Elevated basal transcription can underlie timothy channel association with autism related disorders

Timothy syndrome (TS) is a neurodevelopmental disorder caused by mutations in the pore-forming subunit α₁1.2 of the L-type voltage-gated Ca²⁺-channel Cav1.2, at positions G406R or G402S. Although both mutations cause cardiac arrhythmias, only Cav1.2^G406R is associated with the autism-spectrum-disorder (ASD). We show that transcriptional activation by Cav1.2^G406R and Cav1.2^G402S is driven by membrane depolarization through the Ras/ERK/CREB pathway in a process called excitation-transcription (ET) coupling, as previously shown for wt Cav1.2. This process requires the presence of the intracellular β-subunit of the channel.

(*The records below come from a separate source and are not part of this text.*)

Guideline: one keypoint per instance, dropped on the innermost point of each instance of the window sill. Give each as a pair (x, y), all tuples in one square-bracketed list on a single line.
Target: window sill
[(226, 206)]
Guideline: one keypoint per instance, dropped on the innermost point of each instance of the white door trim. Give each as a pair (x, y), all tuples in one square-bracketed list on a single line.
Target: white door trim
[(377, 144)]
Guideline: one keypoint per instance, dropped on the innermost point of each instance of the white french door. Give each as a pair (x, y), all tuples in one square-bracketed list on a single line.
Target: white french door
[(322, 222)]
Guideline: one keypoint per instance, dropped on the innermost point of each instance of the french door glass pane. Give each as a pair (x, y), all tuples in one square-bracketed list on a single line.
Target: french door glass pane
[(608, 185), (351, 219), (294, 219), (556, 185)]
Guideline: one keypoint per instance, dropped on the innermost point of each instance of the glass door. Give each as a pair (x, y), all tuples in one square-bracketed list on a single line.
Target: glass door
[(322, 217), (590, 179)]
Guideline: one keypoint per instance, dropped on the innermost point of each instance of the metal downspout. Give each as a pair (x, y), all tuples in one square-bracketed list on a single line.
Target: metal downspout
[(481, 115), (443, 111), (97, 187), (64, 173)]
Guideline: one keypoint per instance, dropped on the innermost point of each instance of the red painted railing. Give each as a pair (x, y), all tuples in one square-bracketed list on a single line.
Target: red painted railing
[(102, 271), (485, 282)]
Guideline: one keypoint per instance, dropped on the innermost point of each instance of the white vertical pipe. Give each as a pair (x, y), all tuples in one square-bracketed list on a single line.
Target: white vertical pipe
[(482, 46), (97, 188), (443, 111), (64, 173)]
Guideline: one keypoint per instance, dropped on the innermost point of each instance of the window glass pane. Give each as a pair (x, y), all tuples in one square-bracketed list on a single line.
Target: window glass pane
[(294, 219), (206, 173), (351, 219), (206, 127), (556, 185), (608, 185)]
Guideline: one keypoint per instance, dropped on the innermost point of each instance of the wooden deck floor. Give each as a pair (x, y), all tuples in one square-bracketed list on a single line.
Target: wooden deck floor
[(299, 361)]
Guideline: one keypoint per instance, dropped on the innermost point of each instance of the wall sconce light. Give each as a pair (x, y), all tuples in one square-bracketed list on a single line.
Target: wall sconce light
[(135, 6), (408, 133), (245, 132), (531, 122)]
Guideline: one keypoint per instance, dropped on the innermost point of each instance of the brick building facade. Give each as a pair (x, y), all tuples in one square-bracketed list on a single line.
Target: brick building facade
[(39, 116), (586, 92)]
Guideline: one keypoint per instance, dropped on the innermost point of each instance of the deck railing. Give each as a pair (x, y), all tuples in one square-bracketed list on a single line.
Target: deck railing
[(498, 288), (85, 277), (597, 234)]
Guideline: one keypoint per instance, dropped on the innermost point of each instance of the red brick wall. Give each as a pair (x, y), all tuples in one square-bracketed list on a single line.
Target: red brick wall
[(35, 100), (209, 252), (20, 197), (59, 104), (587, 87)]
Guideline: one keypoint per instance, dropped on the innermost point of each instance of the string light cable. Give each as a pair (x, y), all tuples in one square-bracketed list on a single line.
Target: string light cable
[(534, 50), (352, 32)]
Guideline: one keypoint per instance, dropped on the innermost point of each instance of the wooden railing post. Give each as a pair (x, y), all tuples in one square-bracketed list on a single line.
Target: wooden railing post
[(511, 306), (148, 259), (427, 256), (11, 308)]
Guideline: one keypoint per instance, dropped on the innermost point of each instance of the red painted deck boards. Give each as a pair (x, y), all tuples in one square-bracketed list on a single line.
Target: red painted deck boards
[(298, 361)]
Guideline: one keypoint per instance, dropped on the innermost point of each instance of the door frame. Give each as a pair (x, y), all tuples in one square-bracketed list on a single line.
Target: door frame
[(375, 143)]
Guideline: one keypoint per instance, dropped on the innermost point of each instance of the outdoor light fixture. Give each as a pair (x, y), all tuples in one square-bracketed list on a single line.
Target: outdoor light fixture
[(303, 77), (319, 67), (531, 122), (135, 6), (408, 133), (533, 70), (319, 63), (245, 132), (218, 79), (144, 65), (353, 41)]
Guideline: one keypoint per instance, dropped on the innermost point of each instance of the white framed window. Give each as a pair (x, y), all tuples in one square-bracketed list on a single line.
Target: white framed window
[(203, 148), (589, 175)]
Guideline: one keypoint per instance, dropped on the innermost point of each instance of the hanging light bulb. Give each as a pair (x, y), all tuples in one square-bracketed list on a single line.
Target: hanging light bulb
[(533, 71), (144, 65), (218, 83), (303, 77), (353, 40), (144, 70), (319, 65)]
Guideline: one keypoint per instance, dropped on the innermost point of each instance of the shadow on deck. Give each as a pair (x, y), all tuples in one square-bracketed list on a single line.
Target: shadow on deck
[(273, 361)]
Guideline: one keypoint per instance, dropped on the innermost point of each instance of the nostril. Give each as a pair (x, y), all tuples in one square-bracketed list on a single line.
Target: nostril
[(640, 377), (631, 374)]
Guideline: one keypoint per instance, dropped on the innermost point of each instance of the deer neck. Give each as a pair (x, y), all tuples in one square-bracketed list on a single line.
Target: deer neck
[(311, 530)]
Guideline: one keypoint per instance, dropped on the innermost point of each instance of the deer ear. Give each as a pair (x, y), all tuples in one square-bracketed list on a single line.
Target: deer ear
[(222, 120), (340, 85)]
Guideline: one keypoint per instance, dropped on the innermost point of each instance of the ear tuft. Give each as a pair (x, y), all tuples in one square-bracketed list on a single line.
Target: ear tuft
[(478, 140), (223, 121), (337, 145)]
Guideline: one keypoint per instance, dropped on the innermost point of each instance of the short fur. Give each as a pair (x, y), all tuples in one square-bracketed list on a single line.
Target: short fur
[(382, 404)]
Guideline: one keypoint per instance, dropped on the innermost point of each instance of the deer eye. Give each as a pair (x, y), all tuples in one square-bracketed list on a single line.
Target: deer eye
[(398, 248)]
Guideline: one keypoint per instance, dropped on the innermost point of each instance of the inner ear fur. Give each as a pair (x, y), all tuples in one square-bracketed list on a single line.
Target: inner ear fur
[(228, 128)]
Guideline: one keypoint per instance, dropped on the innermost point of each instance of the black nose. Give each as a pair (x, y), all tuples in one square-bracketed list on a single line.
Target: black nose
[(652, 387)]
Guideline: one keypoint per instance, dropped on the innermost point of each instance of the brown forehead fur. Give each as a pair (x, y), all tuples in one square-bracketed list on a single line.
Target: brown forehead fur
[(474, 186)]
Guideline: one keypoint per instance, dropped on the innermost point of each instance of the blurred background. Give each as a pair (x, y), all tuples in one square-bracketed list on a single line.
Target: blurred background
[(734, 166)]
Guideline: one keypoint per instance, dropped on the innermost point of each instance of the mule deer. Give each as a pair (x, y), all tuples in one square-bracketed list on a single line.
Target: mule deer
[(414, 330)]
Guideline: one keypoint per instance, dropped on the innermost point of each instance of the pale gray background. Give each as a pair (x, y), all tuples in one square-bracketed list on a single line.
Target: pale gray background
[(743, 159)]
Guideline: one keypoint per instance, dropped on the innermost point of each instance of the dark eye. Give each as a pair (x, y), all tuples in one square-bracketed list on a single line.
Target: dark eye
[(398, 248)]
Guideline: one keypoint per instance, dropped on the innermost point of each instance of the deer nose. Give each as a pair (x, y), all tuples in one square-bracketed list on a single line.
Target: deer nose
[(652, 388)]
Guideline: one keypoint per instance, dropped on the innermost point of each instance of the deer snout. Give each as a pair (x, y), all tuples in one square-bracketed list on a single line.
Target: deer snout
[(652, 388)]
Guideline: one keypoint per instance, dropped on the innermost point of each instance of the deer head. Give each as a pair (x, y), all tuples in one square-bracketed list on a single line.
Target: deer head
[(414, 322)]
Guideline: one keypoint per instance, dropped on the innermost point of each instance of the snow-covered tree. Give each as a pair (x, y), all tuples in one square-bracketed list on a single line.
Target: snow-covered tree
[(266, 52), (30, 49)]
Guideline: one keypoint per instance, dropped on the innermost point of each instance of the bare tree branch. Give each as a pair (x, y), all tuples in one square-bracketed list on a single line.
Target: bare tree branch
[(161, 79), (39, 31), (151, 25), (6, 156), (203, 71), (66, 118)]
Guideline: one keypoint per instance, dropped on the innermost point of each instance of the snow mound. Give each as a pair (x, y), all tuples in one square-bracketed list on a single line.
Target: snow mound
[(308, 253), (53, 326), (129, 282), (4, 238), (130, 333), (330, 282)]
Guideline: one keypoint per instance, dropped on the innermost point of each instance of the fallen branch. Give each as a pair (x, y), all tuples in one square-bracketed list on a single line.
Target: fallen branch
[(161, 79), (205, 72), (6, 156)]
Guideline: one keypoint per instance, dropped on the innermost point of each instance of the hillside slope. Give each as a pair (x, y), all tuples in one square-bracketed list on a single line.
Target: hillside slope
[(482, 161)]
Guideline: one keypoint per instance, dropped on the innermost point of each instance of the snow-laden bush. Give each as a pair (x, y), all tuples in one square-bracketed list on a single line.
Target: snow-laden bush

We found that only the autism-associated mutant Cav1.2^G406R, as opposed to the non-autistic mutated channel Cav1.2^G402S, exhibits a depolarization-independent CREB phosphorylation, and spontaneous transcription of cFos and MeCP2. A leftward voltage-shift typical of Cav1.2^G406R activation, increases channel opening at subthreshold potentials, resulting in an enhanced channel activity, as opposed to a rightward shift in Cav1.2^G402S. We suggest that the enhanced spontaneous Cav1.2^G406R activity accounts for the increase in basal transcriptional activation. This uncontroled transcriptional activation may result in the manifestation of long-term dysregulations such as autism. Thus, gating changes provide a mechanistic framework for understanding the molecular events underlying the autistic phenomena caused by the G406R Timothy mutation. They might clarify whether a constitutive transcriptional activation accompanies other VGCC that exhibit a leftward voltage-shift of activation and are also associated with long-term cognitive disorders.